And Then There Were None
The Gideon Experience
The LORD said to Gideon,“You have too many men for me to deliver Midian into their hands in order that Israel may not boast against me that her own strength has saved her, announce now to the people, ‘Anyone who trembles with fear may turn back and leave Mount Gilead.” So 22,000 men left, while 10,000 remained. But the LORD said to Gideon, “There are still too many men. Take them down to the water, and I will sift them for you there. If I say, ‘This one shall go with you,’ he shall go; but if I say, ‘This one shall not go with you,’ he shall not go.” So Gideon took the men down to the water. There the LORD told him, “Separate those who lap the water with their tongues like a dog from those who kneel down to drink.” Three hundred men lapped with their hands to their mouths. All the rest got down on their knees to drink. The LORD said to Gideon, “With the 300 men that lapped I will save you and give the Midianites into your hands. Let all the other men go, each to his own place.” So Gideon sent the rest of the Israelites to their tents but kept the 300, who took over the provisions and trumpets of the others. Now the camp of Midian lay below him in the valley. During that night the LORD said to Gideon, “Get up, go down against the camp, because I am going to give it into your hands.”
...Thus Midian was subdued before the Israelites and did not raise its head again. During Gideon’s lifetime, the land enjoyed peace forty years.
Judges 7:2-9, 8:28
In the last month, our team here has had some major changes, and will continue to have some more in the next month. The Harvey family left for their one year home assignment in mid-June. Dr Harvey is the medical director of the hospital, and one among three physicians here (the other two being myself and Stephen Wegner). His wife Becky has done quite a bit of administrative tasks for the mission as well. With their leaving, there were a number of tasks to be divided up among the remaining team members. With this comes the stumbling of figuring out how to do tasks we’ve never done before, even with the instructions left us by the Harvey’s. Prior to this, Sarah, one of our long-term missionaries broke her arm back in March in a bike accident. She runs a leprosy program and is working on building a new center for them. Her fracture didn’t heal properly, and she left a few months ago to return to Canada for further surgery and physical therapy. The tasks she performs were largely assumed by some Congolese, but also by another missionary family, the Marshes. Our pharmacist finished her term here in May, and returned to the US, and thus we’ve taken on some of the tasks she had been doing. She continues to do some of the work from the US.

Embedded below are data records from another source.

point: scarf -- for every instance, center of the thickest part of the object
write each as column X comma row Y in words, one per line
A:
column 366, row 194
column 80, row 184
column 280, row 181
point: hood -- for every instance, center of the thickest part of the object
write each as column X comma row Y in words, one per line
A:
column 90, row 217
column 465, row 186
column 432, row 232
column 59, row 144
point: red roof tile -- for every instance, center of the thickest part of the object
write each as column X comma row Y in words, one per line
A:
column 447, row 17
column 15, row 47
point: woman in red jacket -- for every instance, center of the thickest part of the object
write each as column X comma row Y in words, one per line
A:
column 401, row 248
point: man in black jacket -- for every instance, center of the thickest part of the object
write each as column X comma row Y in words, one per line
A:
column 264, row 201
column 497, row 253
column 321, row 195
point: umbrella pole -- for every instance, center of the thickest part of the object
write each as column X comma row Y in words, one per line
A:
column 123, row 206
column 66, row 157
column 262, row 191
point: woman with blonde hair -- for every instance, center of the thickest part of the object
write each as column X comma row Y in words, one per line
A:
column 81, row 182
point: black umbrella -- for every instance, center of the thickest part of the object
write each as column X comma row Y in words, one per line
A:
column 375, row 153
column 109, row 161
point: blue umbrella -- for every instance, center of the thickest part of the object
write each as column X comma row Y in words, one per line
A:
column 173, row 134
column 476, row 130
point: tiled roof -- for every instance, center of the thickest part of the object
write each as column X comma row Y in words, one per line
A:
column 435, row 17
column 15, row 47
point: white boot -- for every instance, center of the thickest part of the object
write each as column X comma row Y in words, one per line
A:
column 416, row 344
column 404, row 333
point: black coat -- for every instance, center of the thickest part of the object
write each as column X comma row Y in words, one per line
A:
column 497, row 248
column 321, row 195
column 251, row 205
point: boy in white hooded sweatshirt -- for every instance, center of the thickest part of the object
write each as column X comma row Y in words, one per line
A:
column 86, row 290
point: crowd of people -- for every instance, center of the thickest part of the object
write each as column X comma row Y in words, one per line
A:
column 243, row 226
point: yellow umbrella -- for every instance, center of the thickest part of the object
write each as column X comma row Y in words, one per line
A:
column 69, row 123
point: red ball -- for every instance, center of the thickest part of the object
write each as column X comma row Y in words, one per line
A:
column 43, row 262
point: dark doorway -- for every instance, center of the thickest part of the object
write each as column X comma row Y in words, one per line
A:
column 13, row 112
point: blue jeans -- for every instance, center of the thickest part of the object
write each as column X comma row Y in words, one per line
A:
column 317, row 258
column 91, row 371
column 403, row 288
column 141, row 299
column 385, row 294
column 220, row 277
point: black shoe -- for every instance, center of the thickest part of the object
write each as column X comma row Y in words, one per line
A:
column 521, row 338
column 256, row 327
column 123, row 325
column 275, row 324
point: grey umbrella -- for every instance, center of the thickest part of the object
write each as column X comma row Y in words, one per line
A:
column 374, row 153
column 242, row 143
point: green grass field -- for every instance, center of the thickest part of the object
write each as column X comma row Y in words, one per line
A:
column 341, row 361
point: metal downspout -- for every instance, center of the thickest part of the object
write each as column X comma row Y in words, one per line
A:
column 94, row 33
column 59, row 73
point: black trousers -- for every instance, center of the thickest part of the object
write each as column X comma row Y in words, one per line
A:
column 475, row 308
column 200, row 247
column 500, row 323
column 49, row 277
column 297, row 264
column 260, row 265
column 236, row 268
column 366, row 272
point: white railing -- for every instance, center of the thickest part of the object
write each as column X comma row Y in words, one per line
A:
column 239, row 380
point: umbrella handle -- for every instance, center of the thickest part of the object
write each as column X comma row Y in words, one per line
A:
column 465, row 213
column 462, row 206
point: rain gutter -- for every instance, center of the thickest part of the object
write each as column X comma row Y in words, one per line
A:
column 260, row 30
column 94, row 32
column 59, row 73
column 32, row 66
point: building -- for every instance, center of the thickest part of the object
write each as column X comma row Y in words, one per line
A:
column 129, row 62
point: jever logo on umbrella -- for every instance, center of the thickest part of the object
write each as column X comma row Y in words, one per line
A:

This Tuesday, the Marsh family is returning to the US before their anticipated time due to a medical problem that we are not able to treat here. They were assuming a number of tasks previously done by Becky Harvey, as well as tasks done by Sarah, which now need to be reassigned to someone else. This last Wednesday we spent our team meeting defining the tasks that need to be done, and clarifying who is doing each task. I think we all felt the weight of additional responsibilities to an already full plate. Being as I will soon be the only missionary at the mission (the rest live on the hospital compound), I have assumed many of the responsibilities the Marshes were carrying. Thursday, we spent about 5 hours going over everything. Nonetheless, I don’t feel too very stressed about it yet. I think I have a peace about it from God that He’ll help me get things done. But I would appreciate your prayers that I have time and energy to get the monthly and weekly tasks done. They aren’t hard, but some just take time.
For those of you who are worried that I’m the only missionary at the mission, don’t worry. There is another family here with whom I am very close, who are Congolese. They are my Congolese family, and are a great help to me here. There are still guards here 24/7 (not that it’s not safe, but they help deter theft and provide a buffer between me and people knocking at my door.) So I’m not alone, there is a truck here for me to use, and I’m only 3 miles from the hospital. And God is here.
In December, the Wegner family leaves for their 1 year home assignment, leaving me as the sole acting physician at the hospital. (There is an internist here, but her main focus right now is helping to open the Eye Center and care for her three young children. Two full time jobs in and of themselves.) God has blessed us with several volunteers who have expressed interest in coming in the months of January-June. This should help me unload some clinical responsibilities so that I’m able to do more administrative duties once Stephen is gone. Currently I am not sure who will become acting medical director in January.
The Marsh family hopes to come back in September, should their funding allow it, to finish their term here. Sarah hopes to come back near September as well. Suzy, the pharmacist, is planning on returning for a month in August. So, we are not without hope.
Is God doing this so that we know the hospital continues to function not because of our own doing but because of His power? Quite possibly. It certainly requires more faith and reliance on Him when it seems we can’t provide things for ourselves. (Though in reality it is God who provides all, we just think we provide for ourselves.) It certainly forces us to work together as a team, to ask for help, to communicate well so that we do not become angry, bitter, and resentful towards one another. Be praying for the former, so that the latter does not occur.